Fimela.com, Jakarta Memiliki sosok pahlawan yang sangat berjasa dalam hidupmu? Punya pengalaman titik balik dalam hidup yang dipengaruhi oleh seseorang? Masing-masing dari kita pasti punya pengalaman tak terlupakan tentang pengaruh seseorang dalam hidup kita. Seperti pengalaman Sahabat Fimela yang diikutsertakan dalam Lomba My Hero, My Inspiration ini.
***
Oleh: Putri Martya - Sampit
Ketika aku masih menjadi siswa sekolah dasar, sama seperti anak-anak pada umumnya aku tidak mengerti apa itu pengorbanan orangtua. Aku masih ingat dulu waktu kecil aku tinggal bersama si mbah di desa. Ayahku sudah meninggal dalam kecelakaan ketika aku kelas satu SD, sedangkan ibuku berjuang di kota mencari nafkah. Uang pensiunan ayahku yang cuma seorang tentara biasa tidak bisa mencukupi kebutuhan kami saat itu kata ibu. Saat itu seingatku ibu pulang ke desa tidak menentu waktunya, kadang aku sampai menunggu sangat lama tapi ibu tidak datang sesuai dengan yang dijanjikan. Tapi aku hanyalah anak-anak yang senang ketika ibu pulang bawa baju bagus, mainan ataupun buah-buahan yang tidak ada di desa kami.

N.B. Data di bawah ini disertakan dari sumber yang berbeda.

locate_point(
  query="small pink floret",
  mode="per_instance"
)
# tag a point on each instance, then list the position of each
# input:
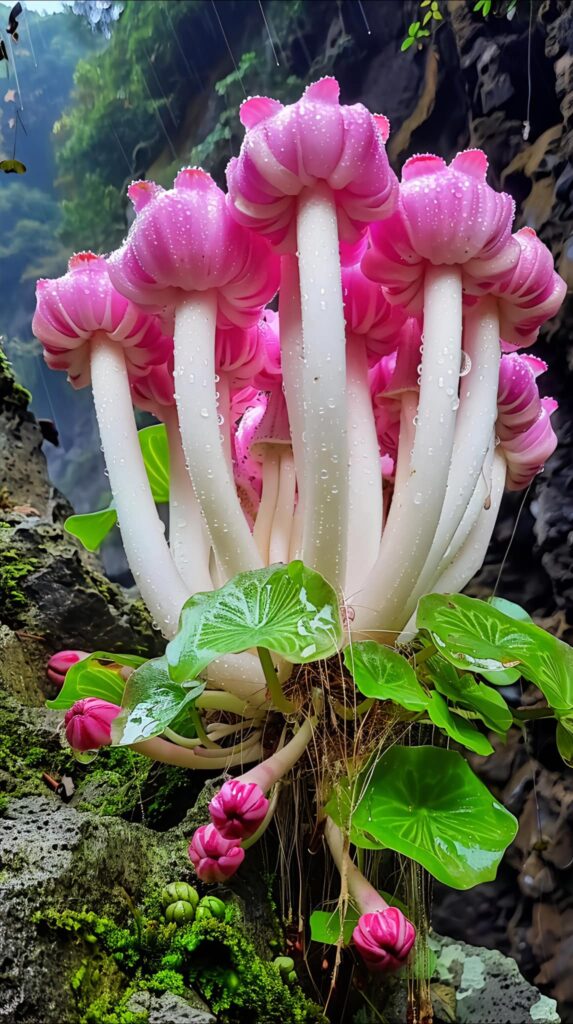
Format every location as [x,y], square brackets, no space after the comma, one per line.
[214,857]
[384,939]
[238,809]
[88,723]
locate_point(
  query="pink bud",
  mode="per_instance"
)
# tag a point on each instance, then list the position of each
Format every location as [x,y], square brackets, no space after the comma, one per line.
[384,939]
[214,857]
[60,663]
[88,723]
[238,809]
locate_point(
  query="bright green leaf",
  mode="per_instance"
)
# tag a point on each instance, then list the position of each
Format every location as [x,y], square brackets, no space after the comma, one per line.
[426,803]
[91,527]
[382,673]
[151,700]
[477,637]
[325,927]
[96,676]
[156,456]
[488,704]
[457,728]
[289,609]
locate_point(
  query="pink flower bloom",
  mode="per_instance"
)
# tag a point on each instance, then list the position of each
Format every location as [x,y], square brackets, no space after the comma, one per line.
[71,309]
[289,148]
[384,939]
[238,809]
[88,723]
[184,240]
[60,663]
[214,857]
[446,215]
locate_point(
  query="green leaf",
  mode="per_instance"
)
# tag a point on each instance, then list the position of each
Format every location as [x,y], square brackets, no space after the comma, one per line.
[151,700]
[488,704]
[91,678]
[325,927]
[477,637]
[464,732]
[91,527]
[153,445]
[290,609]
[382,673]
[427,804]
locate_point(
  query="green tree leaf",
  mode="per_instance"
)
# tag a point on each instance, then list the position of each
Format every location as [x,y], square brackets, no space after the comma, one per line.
[465,690]
[290,609]
[151,700]
[477,637]
[457,728]
[427,804]
[96,676]
[382,673]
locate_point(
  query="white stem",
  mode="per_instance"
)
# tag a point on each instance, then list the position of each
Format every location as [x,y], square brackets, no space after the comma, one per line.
[292,359]
[142,531]
[263,522]
[187,536]
[364,511]
[170,754]
[269,771]
[284,509]
[325,468]
[363,894]
[471,555]
[196,404]
[407,538]
[476,419]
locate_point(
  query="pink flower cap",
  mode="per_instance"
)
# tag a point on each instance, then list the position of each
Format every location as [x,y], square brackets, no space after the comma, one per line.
[518,394]
[238,809]
[384,939]
[531,294]
[446,215]
[184,240]
[367,312]
[526,453]
[289,148]
[214,857]
[88,723]
[71,309]
[60,663]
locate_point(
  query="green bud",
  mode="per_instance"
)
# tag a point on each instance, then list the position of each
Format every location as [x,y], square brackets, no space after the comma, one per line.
[181,912]
[215,906]
[179,891]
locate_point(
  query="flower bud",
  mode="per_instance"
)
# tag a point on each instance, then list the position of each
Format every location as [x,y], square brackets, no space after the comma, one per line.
[238,809]
[384,939]
[60,663]
[214,857]
[88,723]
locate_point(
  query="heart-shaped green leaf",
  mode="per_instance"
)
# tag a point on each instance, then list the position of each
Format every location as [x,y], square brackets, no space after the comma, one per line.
[92,527]
[96,676]
[382,673]
[426,803]
[464,690]
[457,728]
[289,608]
[151,700]
[475,636]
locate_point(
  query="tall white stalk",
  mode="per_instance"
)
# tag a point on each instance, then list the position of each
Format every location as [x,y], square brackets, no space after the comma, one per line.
[142,531]
[188,539]
[476,419]
[196,404]
[325,470]
[407,538]
[364,481]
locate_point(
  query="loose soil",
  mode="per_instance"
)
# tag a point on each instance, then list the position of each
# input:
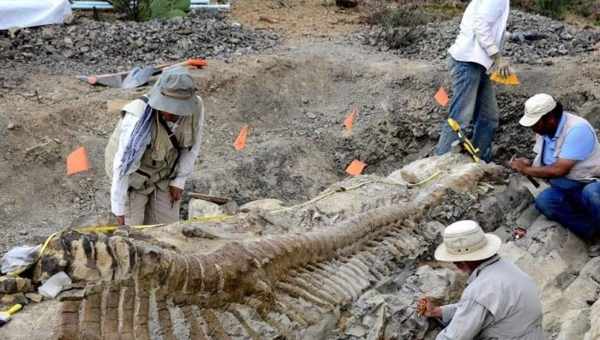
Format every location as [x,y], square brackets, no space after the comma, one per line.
[294,97]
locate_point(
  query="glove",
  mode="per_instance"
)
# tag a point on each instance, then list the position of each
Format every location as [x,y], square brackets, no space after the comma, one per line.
[501,66]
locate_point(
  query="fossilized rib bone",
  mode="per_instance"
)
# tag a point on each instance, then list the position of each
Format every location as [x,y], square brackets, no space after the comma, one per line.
[275,274]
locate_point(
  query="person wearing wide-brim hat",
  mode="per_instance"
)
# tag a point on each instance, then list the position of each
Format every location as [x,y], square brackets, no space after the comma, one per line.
[568,156]
[153,150]
[499,302]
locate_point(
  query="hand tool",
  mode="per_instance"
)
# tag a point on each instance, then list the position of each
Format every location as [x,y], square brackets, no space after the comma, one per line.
[6,315]
[137,76]
[466,143]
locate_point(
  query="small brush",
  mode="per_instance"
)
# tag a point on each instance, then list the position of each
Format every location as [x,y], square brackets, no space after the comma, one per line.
[6,315]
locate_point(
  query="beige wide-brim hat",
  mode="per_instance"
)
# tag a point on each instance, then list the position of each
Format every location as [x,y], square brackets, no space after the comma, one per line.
[175,93]
[465,241]
[536,107]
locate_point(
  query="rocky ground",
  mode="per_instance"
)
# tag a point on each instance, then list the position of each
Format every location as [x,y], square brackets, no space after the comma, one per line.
[94,46]
[533,39]
[293,82]
[294,96]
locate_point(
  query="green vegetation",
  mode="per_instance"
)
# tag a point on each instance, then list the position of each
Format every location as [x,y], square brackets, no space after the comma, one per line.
[141,10]
[589,10]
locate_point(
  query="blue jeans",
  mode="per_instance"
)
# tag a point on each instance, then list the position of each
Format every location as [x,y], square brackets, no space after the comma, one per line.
[473,102]
[575,205]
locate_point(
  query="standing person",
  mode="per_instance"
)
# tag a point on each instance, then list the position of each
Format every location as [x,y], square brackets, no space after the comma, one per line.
[475,52]
[500,301]
[154,149]
[568,155]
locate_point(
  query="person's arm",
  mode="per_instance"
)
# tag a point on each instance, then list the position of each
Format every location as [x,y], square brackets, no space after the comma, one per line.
[468,321]
[485,17]
[559,169]
[188,157]
[578,146]
[120,185]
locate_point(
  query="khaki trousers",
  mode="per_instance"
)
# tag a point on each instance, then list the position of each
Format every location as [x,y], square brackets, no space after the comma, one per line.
[152,208]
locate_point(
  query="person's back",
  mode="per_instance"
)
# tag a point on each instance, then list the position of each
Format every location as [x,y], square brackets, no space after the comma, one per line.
[512,299]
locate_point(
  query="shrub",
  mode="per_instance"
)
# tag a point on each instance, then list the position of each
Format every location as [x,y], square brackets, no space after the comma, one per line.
[141,10]
[551,8]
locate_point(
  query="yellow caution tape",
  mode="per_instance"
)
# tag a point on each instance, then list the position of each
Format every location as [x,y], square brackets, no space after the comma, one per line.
[104,229]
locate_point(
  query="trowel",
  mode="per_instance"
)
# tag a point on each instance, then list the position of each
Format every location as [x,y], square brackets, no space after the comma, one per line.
[5,316]
[137,76]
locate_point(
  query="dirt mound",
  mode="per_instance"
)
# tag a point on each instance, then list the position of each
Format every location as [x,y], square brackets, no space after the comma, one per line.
[532,38]
[105,46]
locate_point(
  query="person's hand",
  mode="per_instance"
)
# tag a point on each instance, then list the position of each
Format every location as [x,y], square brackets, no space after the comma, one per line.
[520,164]
[426,308]
[175,193]
[501,66]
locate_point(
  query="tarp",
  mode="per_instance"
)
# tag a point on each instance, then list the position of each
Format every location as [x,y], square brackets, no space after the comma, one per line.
[28,13]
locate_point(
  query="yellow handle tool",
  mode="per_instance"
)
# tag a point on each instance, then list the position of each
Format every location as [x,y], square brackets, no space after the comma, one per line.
[466,143]
[6,315]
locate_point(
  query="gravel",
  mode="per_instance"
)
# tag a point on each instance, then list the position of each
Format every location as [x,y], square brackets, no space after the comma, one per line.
[89,44]
[531,38]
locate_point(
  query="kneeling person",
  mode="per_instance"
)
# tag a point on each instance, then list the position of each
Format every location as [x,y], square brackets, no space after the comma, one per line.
[568,155]
[500,301]
[154,149]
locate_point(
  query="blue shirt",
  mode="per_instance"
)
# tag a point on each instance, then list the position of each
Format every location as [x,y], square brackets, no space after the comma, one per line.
[578,145]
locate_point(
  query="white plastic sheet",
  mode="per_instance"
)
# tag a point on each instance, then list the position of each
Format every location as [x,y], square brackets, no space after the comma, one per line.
[28,13]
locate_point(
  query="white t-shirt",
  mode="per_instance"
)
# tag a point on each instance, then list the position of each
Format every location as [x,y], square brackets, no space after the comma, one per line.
[481,31]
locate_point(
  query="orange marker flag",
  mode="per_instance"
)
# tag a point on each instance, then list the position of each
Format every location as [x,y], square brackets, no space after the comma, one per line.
[77,161]
[349,121]
[442,97]
[355,168]
[240,141]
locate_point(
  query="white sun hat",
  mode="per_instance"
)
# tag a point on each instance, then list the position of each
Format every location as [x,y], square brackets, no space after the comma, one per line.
[465,241]
[536,107]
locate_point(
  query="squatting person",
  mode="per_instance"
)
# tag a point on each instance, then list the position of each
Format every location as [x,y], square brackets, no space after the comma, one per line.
[476,51]
[568,155]
[500,301]
[155,147]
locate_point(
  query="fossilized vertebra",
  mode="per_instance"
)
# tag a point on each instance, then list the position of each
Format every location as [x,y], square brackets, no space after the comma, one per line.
[143,290]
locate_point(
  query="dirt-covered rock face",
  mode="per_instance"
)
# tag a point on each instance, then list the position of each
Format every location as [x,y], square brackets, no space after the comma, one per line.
[88,45]
[532,39]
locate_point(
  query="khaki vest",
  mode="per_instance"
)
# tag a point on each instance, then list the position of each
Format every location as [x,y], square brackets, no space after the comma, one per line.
[157,166]
[582,170]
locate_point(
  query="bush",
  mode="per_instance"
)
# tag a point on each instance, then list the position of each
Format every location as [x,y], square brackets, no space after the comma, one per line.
[141,10]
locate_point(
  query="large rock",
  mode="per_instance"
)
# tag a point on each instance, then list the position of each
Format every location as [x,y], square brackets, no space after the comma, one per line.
[200,208]
[557,260]
[265,204]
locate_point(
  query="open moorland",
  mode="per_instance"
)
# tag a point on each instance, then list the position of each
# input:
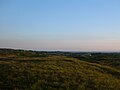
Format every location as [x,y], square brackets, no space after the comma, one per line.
[42,70]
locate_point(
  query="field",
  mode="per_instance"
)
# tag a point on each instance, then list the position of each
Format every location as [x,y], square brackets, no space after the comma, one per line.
[34,70]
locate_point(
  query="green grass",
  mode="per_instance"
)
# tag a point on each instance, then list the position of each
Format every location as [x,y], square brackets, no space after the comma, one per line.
[56,72]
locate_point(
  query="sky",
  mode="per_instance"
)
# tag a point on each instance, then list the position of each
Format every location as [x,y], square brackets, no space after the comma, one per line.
[65,25]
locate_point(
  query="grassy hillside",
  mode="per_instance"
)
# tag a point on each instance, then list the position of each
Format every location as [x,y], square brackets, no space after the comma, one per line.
[54,72]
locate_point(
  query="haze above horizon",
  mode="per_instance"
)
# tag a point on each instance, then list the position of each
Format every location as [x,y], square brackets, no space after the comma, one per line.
[68,25]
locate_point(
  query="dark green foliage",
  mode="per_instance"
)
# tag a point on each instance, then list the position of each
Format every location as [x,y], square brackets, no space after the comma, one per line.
[55,72]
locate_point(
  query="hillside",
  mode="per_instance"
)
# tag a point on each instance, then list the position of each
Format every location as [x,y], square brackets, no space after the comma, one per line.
[45,71]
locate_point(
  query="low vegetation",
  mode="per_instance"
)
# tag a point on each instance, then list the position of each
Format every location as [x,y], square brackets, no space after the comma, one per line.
[32,70]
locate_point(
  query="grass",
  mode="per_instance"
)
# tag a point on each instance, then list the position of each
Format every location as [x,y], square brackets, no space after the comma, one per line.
[56,72]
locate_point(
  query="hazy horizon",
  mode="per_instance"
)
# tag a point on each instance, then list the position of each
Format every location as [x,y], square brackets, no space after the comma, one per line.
[64,25]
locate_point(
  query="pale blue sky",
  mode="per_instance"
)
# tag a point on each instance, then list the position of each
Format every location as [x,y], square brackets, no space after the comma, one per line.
[77,25]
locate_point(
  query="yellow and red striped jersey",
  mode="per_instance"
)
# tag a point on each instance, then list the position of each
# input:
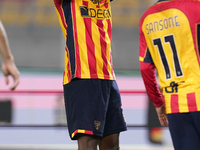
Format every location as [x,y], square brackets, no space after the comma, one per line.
[170,42]
[87,30]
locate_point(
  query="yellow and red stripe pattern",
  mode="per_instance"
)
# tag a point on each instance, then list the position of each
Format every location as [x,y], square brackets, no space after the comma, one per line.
[176,59]
[87,31]
[81,131]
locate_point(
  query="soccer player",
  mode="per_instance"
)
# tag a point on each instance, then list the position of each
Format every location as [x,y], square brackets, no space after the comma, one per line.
[170,44]
[92,98]
[8,64]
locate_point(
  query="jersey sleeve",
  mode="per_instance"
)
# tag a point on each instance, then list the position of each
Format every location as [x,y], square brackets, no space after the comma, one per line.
[57,2]
[148,72]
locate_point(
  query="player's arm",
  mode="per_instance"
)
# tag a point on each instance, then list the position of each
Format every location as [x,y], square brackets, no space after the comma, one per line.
[148,69]
[8,65]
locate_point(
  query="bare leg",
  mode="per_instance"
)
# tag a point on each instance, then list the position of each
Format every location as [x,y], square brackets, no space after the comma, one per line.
[87,142]
[110,142]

Sebagai anak desa yang diasuh si mbah petani, aku hanya tahu sekolah, bermain dan terkadang ikut si mbah ke sawah atau ladang. Aku tidak menyangka aku akan sekolah sampai sarjana karena waktu itu di desaku tidak banyak yang sekolah sarjana. Kebanyakan meneruskan usaha bertani dan kalau laki-laki sedikit kaya lebih suka mendaftar jadi polisi atau TNI. Waktu itu ibuku bilang ibu ke kota kuliah sambil bekerja. Aku tidak paham bagaimana beratnya itu ketika pembicaraan terjadi, aku hanya anak ingusan.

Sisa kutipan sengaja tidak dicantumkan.